On 2015年02月03日 06:14, Rafael J. Wysocki wrote:
On Monday, February 02, 2015 08:45:30 PM Hanjun Guo wrote:
From: Mark Salter msalter@redhat.com
The acpi_os_ioremap() function may be used to map normal RAM or IO regions. The current implementation simply uses ioremap_cache(). This will work for some architectures, but arm64 ioremap_cache() cannot be used to map IO regions which don't support caching.

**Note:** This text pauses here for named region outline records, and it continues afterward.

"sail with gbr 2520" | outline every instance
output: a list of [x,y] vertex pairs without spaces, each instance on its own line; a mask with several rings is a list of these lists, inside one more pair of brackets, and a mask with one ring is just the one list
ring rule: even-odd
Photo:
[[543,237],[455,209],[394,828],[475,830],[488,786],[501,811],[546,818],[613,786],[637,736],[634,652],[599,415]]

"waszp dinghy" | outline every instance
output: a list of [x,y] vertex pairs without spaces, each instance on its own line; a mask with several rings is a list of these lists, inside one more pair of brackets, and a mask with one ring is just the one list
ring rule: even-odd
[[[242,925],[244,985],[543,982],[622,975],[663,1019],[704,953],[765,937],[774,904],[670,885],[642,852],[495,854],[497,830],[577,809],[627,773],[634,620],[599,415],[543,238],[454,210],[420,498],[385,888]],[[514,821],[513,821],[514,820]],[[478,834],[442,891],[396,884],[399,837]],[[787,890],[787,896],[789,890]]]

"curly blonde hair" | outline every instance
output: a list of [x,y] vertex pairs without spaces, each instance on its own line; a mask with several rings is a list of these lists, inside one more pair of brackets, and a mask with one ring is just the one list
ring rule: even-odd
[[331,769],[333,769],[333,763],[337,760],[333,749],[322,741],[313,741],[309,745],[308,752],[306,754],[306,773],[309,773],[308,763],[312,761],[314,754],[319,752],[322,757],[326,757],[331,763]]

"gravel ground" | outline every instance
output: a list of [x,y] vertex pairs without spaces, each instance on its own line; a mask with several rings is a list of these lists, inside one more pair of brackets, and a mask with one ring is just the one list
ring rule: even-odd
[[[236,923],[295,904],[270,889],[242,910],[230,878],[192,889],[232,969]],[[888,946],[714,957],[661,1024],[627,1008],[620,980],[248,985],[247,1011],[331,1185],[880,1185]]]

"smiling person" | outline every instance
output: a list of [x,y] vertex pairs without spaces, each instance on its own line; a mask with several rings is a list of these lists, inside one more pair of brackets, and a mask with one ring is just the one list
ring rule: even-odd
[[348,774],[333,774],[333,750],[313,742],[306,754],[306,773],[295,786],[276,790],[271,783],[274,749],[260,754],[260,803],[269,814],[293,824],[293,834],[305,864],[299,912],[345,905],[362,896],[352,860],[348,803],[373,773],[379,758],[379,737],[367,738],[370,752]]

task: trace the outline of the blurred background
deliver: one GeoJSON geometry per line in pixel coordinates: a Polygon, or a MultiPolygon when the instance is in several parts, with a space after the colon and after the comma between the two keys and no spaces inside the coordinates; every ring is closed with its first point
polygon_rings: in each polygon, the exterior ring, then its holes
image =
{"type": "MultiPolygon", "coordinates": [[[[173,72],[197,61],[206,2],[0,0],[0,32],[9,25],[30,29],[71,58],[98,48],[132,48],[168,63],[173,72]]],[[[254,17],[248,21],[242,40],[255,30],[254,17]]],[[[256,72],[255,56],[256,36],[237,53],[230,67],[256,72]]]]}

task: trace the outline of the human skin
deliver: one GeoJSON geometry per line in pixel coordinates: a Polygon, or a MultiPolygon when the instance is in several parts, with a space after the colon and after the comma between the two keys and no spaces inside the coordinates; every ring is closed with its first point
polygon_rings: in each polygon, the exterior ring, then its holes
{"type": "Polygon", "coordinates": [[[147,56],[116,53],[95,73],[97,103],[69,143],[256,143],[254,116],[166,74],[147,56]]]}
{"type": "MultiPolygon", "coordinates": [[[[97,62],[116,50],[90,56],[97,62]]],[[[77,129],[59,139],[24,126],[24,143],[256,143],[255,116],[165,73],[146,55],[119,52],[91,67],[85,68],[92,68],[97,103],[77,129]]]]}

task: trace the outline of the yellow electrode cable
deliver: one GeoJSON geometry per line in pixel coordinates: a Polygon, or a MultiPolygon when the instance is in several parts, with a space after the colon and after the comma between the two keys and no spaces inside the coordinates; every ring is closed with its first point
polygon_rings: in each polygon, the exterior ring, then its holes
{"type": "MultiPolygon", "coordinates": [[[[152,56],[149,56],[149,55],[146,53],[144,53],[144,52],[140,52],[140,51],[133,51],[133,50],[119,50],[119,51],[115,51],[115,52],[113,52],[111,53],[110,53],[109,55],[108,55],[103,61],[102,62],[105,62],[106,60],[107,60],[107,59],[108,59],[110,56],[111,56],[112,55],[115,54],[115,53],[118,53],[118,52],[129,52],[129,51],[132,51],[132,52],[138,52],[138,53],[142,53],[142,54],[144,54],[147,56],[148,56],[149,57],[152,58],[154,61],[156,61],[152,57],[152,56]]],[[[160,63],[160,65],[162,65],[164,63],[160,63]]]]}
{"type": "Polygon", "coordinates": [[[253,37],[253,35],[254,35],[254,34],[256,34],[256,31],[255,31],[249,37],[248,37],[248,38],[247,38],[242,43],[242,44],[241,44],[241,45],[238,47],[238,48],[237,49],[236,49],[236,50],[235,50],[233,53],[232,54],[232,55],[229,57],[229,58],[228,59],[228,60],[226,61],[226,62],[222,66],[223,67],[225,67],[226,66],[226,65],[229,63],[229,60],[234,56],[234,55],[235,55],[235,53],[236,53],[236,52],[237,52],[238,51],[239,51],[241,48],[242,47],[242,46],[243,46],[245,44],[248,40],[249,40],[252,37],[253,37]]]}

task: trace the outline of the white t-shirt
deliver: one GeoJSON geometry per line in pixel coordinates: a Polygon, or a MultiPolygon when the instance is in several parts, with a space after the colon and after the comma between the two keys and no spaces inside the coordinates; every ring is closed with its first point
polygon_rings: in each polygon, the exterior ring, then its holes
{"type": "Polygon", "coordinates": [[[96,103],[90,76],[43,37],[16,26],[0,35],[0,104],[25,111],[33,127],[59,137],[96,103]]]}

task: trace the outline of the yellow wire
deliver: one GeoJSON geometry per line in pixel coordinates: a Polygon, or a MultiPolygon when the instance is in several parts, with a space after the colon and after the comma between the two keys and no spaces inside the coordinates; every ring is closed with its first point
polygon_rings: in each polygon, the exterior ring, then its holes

So for arm64, use ioremap() for non-RAM regions.
CC: Rafael J Wysocki rjw@rjwysocki.net Signed-off-by: Mark Salter msalter@redhat.com Signed-off-by: Hanjun Guo hanjun.guo@linaro.org
include/acpi/acpi_io.h | 6 ++++++ 1 file changed, 6 insertions(+)
diff --git a/include/acpi/acpi_io.h b/include/acpi/acpi_io.h index 444671e..9d573db 100644 --- a/include/acpi/acpi_io.h +++ b/include/acpi/acpi_io.h @@ -1,11 +1,17 @@ #ifndef _ACPI_IO_H_ #define _ACPI_IO_H_
+#include <linux/mm.h> #include <linux/io.h>
static inline void __iomem *acpi_os_ioremap(acpi_physical_address phys, acpi_size size) { +#ifdef CONFIG_ARM64
- if (!page_is_ram(phys >> PAGE_SHIFT))
return ioremap(phys, size);
+#endif
I don't want to see #ifdef CONFIG_ARM64 in this file.
There are multiple examples of how things like this are done. Generally, the logic is "If the architecture provides its own function for this, use that one, or use the generic one provided here otherwise."
OK. I think weak function would work.